EMC Earnings: Here’s Why the Stock is Down Now
EMC Corporation (NYSE:EMC) delivered a profit and missed Wall Street’s expectations, AND came up short on beating the revenue expectation. The revenue miss is a negative sign to shareholders seeking high growth out of the company. Shares are down 0.35%.
EMC Corporation Earnings Cheat Sheet
Results: Adjusted Earnings Per Share increased 5.41% to $0.39 in the quarter versus EPS of $0.37 in the year-earlier quarter.
Revenue: Rose 5.74% to $5.39 billion from the year-earlier quarter.
Actual vs. Wall St. Expectations: EMC Corporation reported adjusted EPS income of $0.39 per share. By that measure, the company missed the mean analyst estimate of $0.40. It missed the average revenue estimate of $5.42 billion.
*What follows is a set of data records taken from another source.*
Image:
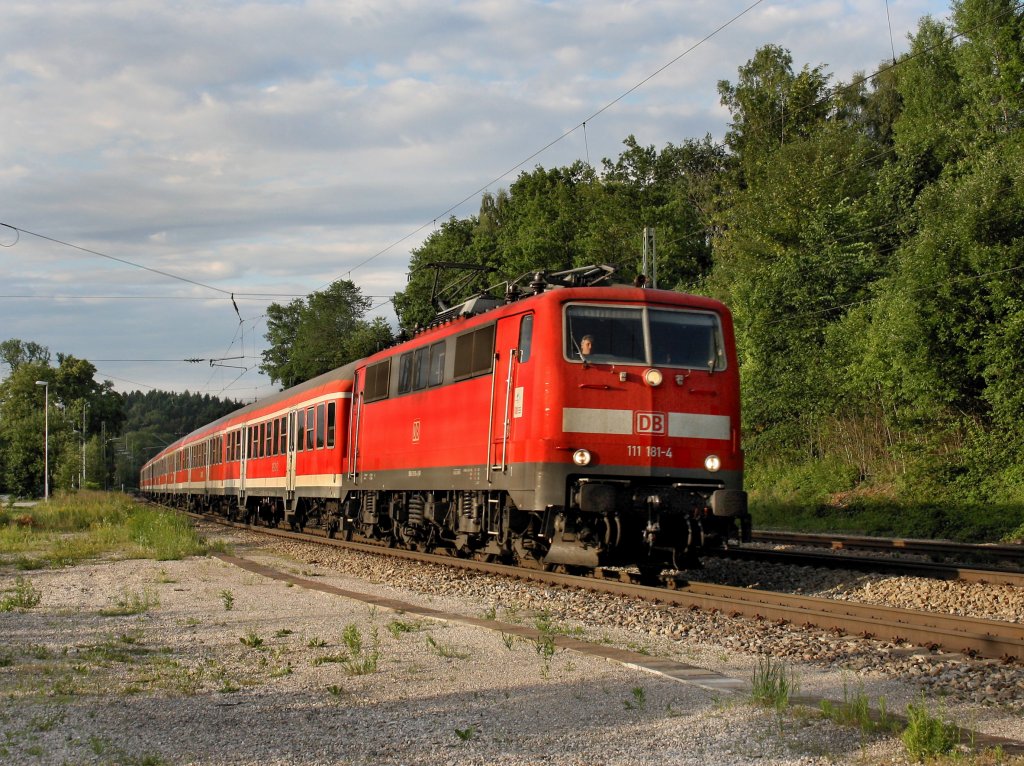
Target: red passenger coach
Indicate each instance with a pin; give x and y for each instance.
(564, 425)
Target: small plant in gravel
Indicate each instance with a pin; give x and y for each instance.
(397, 627)
(252, 639)
(639, 700)
(927, 735)
(545, 641)
(772, 685)
(23, 596)
(360, 662)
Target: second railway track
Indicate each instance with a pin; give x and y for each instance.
(971, 636)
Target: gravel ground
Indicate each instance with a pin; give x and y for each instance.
(199, 662)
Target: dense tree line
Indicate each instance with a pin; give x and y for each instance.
(868, 236)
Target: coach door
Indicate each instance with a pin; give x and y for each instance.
(290, 460)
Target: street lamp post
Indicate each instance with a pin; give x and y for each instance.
(46, 438)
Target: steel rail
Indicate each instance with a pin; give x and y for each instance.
(971, 636)
(1008, 552)
(875, 564)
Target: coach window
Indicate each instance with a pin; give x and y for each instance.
(422, 368)
(436, 364)
(321, 426)
(406, 374)
(474, 352)
(377, 381)
(616, 333)
(310, 436)
(687, 339)
(525, 337)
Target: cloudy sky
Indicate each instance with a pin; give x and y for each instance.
(266, 149)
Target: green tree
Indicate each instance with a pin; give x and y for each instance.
(323, 332)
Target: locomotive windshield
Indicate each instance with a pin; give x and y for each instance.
(643, 336)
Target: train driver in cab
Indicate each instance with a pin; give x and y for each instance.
(586, 347)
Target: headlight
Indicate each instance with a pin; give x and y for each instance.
(652, 377)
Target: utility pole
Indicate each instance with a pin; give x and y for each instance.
(649, 269)
(85, 408)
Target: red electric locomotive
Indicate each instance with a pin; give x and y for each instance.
(562, 425)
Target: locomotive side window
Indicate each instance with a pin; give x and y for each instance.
(378, 379)
(686, 339)
(309, 428)
(474, 352)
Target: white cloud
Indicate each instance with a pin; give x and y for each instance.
(272, 146)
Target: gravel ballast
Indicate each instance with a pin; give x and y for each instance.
(221, 666)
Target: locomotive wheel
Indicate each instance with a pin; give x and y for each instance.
(649, 575)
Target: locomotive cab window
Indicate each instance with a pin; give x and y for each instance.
(474, 352)
(686, 339)
(331, 417)
(644, 336)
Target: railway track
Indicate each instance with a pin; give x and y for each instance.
(971, 636)
(992, 576)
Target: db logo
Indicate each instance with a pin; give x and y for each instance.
(648, 422)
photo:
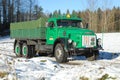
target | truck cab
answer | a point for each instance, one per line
(69, 37)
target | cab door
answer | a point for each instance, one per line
(51, 33)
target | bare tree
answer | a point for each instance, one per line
(92, 5)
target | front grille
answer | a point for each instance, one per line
(88, 41)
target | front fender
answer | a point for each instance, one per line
(63, 42)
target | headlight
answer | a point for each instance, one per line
(99, 41)
(74, 44)
(69, 41)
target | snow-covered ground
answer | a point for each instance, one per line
(106, 67)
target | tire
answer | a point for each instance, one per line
(17, 49)
(25, 50)
(96, 54)
(60, 54)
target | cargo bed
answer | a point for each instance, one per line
(29, 30)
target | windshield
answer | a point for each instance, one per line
(72, 23)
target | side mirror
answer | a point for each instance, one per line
(87, 25)
(46, 24)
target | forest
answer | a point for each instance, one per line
(99, 20)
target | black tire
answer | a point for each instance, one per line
(18, 49)
(90, 56)
(25, 51)
(31, 51)
(96, 54)
(60, 54)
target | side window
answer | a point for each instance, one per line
(51, 24)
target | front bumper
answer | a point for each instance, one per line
(80, 51)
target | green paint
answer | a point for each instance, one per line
(36, 30)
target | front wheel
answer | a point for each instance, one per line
(60, 54)
(17, 49)
(92, 56)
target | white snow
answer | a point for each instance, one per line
(46, 68)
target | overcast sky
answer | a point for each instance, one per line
(78, 5)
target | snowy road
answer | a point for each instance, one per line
(107, 66)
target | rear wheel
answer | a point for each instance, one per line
(28, 51)
(25, 50)
(17, 49)
(60, 54)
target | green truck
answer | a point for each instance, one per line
(62, 37)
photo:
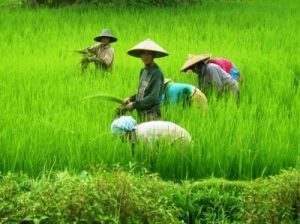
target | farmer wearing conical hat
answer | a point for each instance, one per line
(149, 132)
(147, 100)
(102, 55)
(175, 92)
(210, 74)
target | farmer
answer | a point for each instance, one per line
(175, 92)
(210, 74)
(149, 132)
(147, 101)
(228, 67)
(102, 55)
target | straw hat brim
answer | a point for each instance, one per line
(112, 39)
(167, 80)
(192, 60)
(147, 45)
(137, 53)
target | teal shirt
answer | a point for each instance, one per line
(177, 91)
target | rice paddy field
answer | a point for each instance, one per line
(45, 125)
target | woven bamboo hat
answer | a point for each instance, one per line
(147, 45)
(194, 59)
(167, 80)
(106, 33)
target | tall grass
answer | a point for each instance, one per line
(45, 124)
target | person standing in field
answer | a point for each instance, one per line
(102, 55)
(210, 74)
(188, 94)
(147, 100)
(151, 133)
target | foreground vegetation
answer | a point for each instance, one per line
(122, 197)
(45, 124)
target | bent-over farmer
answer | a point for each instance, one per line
(181, 92)
(102, 54)
(149, 132)
(210, 74)
(147, 100)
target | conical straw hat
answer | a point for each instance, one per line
(106, 33)
(147, 45)
(194, 59)
(167, 80)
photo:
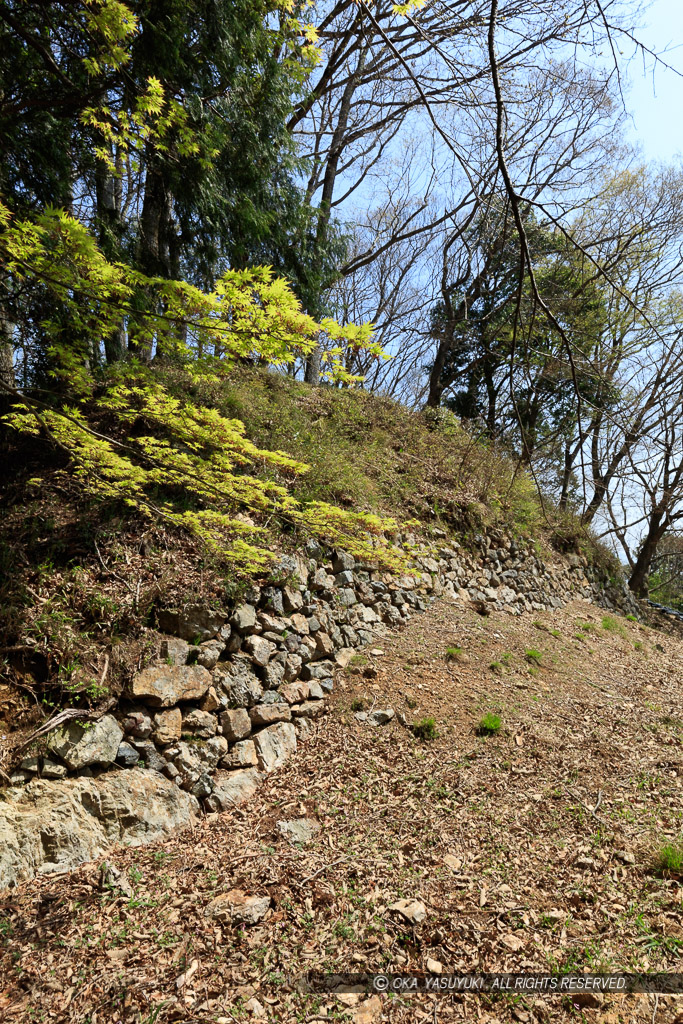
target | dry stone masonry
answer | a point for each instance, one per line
(230, 694)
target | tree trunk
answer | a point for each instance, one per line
(108, 199)
(436, 373)
(312, 369)
(312, 372)
(6, 351)
(641, 569)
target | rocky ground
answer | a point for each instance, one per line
(536, 847)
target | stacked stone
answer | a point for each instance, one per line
(229, 696)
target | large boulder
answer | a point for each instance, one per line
(166, 685)
(83, 743)
(240, 684)
(54, 826)
(274, 745)
(196, 623)
(232, 787)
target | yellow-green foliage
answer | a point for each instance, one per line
(169, 457)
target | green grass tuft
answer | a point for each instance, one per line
(612, 625)
(670, 857)
(489, 724)
(425, 729)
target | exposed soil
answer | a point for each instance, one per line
(532, 849)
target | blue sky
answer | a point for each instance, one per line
(656, 103)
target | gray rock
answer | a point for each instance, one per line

Quoting Management: Joe Tucci, EMC Chairman and Chief Executive Officer, said, “EMC’s solid first-quarter financial results speak to the strength of our execution and the soundness of our strategy that offers customers greater efficiency, control, choice and agility. Our three federated businesses – EMC Information Infrastructure, VMware and Pivotal – are squarely focused on areas of IT that are expected to experience high growth over the next decade: cloud computing, Big Data and trusted IT. Each business is chartered to build its own technology and partner ecosystem necessary to succeed, while staying aligned to leverage one another’s strengths and to create value for our customers and shareholders. I am incredibly energized by the strength of our business model and the way we have positioned the company to lead this transformative era in information technology.”